Primary resection and anastomosis with intraoperative colonic defecation in left colonic cancer with complete obstruction
10.3760/cma.j.issn.1673-4203.2009.05.007
- VernacularTitle:左半结肠癌肠梗阻术中排便一期切除吻合术的应用
- Author:
Xiaoan WANG
;
Yajun WANG
;
Fei LI
;
Yu FANG
;
Ang LI
;
Dongbin LIU
;
Jiabang SUN
- Publication Type:Journal Article
- Keywords:
colonic carcinoma;
intestinal obstruction;
resection and anastomosis
- From:
International Journal of Surgery
2009;36(5):305-307
- CountryChina
- Language:Chinese
-
Abstract:
Objective To assess the value of primary resection and anastomosis with intraoperative colonic defecation in the patients with obstructive left colonic cancer.
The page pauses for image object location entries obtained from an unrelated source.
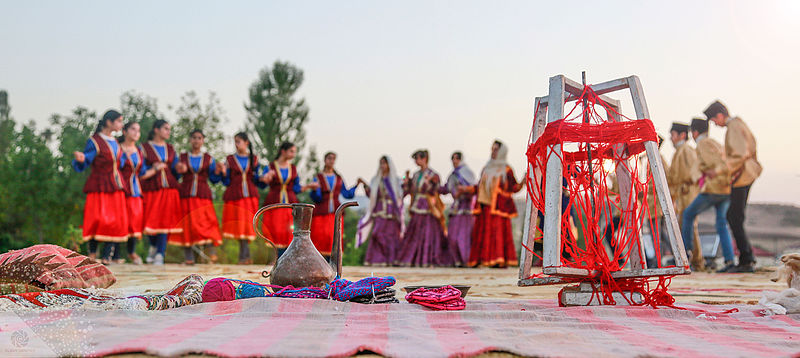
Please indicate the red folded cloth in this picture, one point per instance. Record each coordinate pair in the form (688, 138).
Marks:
(441, 298)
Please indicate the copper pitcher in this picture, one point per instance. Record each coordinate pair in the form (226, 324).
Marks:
(301, 265)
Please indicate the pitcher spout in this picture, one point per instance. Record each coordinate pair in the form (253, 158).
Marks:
(336, 250)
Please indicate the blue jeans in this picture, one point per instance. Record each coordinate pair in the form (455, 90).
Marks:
(700, 204)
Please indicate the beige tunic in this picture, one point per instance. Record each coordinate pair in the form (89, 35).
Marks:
(711, 157)
(740, 149)
(680, 176)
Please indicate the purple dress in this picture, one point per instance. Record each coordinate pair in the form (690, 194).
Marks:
(424, 243)
(385, 235)
(459, 228)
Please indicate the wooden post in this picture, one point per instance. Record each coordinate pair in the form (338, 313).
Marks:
(529, 229)
(551, 241)
(563, 89)
(659, 178)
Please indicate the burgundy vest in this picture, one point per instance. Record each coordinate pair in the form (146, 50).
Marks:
(241, 180)
(104, 176)
(329, 195)
(128, 171)
(280, 189)
(163, 178)
(195, 184)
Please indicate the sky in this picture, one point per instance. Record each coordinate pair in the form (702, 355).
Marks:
(392, 77)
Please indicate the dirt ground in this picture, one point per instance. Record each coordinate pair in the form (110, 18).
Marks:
(486, 283)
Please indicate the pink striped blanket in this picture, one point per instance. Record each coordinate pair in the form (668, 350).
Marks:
(301, 328)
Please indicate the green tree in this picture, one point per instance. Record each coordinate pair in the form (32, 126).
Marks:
(274, 113)
(6, 124)
(27, 175)
(193, 114)
(74, 129)
(141, 108)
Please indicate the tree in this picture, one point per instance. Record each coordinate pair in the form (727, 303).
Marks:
(6, 123)
(74, 130)
(192, 114)
(274, 113)
(27, 176)
(141, 108)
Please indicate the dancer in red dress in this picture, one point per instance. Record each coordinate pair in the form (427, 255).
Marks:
(105, 216)
(326, 198)
(284, 185)
(133, 170)
(240, 176)
(492, 240)
(199, 220)
(162, 206)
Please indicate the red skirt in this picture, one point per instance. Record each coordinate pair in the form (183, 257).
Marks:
(322, 233)
(199, 223)
(105, 217)
(492, 241)
(135, 216)
(162, 212)
(237, 219)
(277, 226)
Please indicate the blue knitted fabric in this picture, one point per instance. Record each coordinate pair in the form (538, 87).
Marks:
(344, 290)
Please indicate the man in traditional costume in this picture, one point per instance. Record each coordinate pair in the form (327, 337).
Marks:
(682, 187)
(713, 178)
(742, 161)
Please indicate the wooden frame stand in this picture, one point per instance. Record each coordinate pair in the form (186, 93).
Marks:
(550, 109)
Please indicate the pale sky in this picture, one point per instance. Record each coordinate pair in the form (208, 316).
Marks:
(391, 77)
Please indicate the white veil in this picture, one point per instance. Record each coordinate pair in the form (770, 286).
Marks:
(366, 222)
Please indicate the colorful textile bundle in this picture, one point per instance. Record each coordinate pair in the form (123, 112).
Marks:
(225, 289)
(379, 297)
(187, 292)
(50, 267)
(440, 298)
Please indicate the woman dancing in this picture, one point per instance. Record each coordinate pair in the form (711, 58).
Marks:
(162, 205)
(459, 228)
(240, 172)
(199, 219)
(382, 223)
(326, 198)
(424, 242)
(105, 216)
(284, 184)
(492, 241)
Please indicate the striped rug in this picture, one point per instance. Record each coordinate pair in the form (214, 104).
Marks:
(306, 328)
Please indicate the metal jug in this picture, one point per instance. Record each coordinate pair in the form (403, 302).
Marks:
(301, 265)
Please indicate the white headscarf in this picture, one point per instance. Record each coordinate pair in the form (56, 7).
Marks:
(462, 175)
(366, 222)
(495, 168)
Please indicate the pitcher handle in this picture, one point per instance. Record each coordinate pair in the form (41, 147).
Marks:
(336, 250)
(258, 222)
Methods From January 2000 to January 2008, 39 patients undergoing emergency laparotomy for left colonic cancers with complete obstruction were analyzed retrospectively. Results The patients were 25 males and 14 females, with a median age of 68.5 years (range: 57~78 years). The primary tumors were located at splenic flexure (3/7.7%), descending colon (8/20.5%), sigmoid colon (15/38.5%), boundary of sigmoid colon and rectum (8/20.5%), and superior segment of rectum (5/12.8%). Primary resection and anastomosis with intraoperative colonic de-fection were performed in 18 patients with left hemicolectomy, 13 patients with sigmoid colectomy and 8 pa-tients with anterior resection. Early complications included wound infection in 4 patients (wound disruption in 1 patient) and pulmonary infection in 5 patients. One patient complicated with anastomotic leakage and intra-abdominal abscess died of tumor metastasis after reoperation. Another one died of respiratory failure secondary to pulmonary infection. Morbidity and mortality was 25.6% and 5.1% respectively. Conclusion Primary resection with intraoperative colonic defecation can be applied to patients with malignant colonic complete obstruction with good operative results.